Part 3 -- Solution (PCA): Minimizing over $b$ first gives $b = w^{\top}\bar{x}$, where $\bar{x}$ is the sample mean. Substituting, $L(w) = \sum_i \big(w^{\top}(x_i - \bar x)\big)^2 = w^{\top} S\, w$, where $S = \sum_i (x_i-\bar x)(x_i-\bar x)^{\top}$ is the (unnormalized) covariance/scatter matrix. Minimizing $w^{\top}Sw$ over unit $w$ is solved by the eigenvector of $S$ with the SMALLEST eigenvalue.

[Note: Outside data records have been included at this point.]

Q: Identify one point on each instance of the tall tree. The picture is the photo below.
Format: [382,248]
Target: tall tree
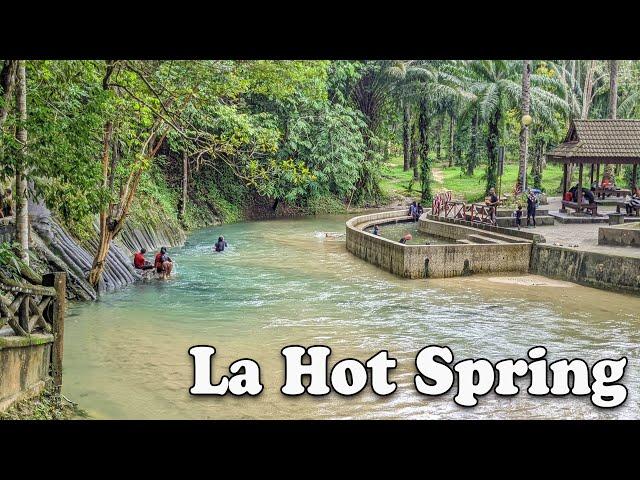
[472,160]
[497,87]
[613,97]
[7,82]
[406,134]
[22,203]
[613,89]
[452,129]
[524,129]
[425,166]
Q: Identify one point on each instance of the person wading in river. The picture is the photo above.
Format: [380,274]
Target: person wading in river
[532,202]
[140,262]
[221,244]
[163,264]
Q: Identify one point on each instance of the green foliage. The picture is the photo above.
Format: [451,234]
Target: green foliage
[10,262]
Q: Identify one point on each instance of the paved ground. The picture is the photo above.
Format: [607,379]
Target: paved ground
[580,236]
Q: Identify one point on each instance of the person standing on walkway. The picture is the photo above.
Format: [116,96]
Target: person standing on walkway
[531,208]
[492,201]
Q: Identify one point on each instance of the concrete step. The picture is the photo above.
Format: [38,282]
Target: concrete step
[511,222]
[501,237]
[485,239]
[500,213]
[579,218]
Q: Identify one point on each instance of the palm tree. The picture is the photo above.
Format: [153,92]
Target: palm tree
[496,86]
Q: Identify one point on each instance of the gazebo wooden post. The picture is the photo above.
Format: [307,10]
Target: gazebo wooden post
[579,192]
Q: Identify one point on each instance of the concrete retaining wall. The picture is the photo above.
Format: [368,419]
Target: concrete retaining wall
[24,367]
[525,235]
[432,261]
[619,235]
[609,272]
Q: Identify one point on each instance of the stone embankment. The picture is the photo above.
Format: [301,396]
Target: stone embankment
[492,253]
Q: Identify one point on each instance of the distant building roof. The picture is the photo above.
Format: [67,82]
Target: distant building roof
[607,141]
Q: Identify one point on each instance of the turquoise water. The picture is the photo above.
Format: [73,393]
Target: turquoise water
[283,282]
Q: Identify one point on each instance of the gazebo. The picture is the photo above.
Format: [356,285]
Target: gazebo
[596,143]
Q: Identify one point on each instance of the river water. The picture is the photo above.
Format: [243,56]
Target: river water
[283,282]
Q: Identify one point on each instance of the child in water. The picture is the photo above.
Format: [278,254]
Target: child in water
[221,244]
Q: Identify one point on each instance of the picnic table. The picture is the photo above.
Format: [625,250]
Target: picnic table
[607,192]
[617,202]
[591,207]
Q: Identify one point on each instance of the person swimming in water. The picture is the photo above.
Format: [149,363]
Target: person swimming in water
[163,264]
[140,262]
[221,244]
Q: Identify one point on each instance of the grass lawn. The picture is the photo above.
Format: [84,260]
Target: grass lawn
[396,182]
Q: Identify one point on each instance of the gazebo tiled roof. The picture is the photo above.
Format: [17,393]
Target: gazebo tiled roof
[606,141]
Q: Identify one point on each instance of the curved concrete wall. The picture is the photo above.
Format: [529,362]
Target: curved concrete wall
[24,367]
[431,261]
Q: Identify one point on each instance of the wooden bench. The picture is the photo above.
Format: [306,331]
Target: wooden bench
[607,192]
[593,207]
[636,210]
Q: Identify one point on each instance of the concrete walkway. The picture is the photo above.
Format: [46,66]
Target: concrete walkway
[583,236]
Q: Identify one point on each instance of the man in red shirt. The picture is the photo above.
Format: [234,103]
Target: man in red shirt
[163,264]
[140,262]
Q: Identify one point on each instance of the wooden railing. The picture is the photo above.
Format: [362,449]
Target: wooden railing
[29,308]
[443,206]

That eigenvector is the estimated normal $\hat w$; the offset is $\hat b = \hat w^{\top}\bar x$.

Answer: The plane is $w^{\top}x = b$, $\lVert w\rVert=1$. Minimize the sum of squared orthogonal distances $\sum_i(w^{\top}x_i - b)^2$. The estimate $\hat w$ is the smallest-eigenvalue eigenvector of the centered scatter matrix, and $\hat b = \hat w^{\top}\bar x$ -- this is PCA / total least squares.

Intuition

Fitting a hyperplane to symmetric noise is the canonical PCA story: the plane's normal is the direction of least variance, and you recover it as the bottom eigenvector of the covariance matrix. This differs sharply from OLS, which minimizes vertical residuals and assumes noise only in $y$; here, because noise hits every coordinate, orthogonal distance is the right loss and total least squares is the right tool. Confusing the two -- using OLS when noise is isotropic -- gives biased, direction-dependent fits, a mistake quants make whenever both variables in a relationship are measured with error.